“If I wasn't a sucker....”
“You weren't the only wewe-one,” came the undertaker's stuttering voice from behind Andrews.
“Hell, I thought you enlisted, undertaker.”
“Well, I did, by God! but I didn't think it was going to be like this.”
“What did ye think it was goin' to be, a picnic?”
“Hell, I doan care about that, or gettin' gassed, and smashed up, or anythin', but I thought we was goin' to put things to rights by comin' over here.... Look here, I had a lively business in the undertaking way, like my father had had before me.... We did all the swellest work in Tilletsville....”
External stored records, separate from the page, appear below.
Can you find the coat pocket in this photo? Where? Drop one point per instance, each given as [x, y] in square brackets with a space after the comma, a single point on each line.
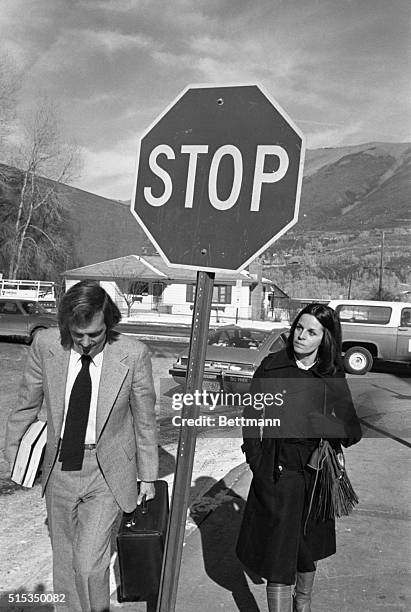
[130, 449]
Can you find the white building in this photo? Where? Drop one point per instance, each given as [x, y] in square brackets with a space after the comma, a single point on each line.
[147, 284]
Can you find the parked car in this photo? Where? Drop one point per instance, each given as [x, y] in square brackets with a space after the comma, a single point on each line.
[22, 318]
[373, 330]
[233, 354]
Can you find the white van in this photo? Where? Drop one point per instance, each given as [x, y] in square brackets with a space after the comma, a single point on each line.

“Where?” interrupted Applebaum, laughing.
“Tilletsville; don't you know any geography?”
“Go ahead, tell us about Tilletsville,” said Andrews soothingly.
“Why, when Senator Wallace d-d-deceased there, who d'you think had charge of embalming the body and taking it to the station an' seeing everything was done fitting? We did.... And I was going to be married to a dandy girl, and I knowed I had enough pull to get fixed up, somehow, or to get a commission even, but there I went like a sucker an' enlisted in the infantry, too.... But, hell, everybody was saying that we was going to fight to make the world safe for democracy, and that, if a feller didn't go, no one'ld trade with him any more.”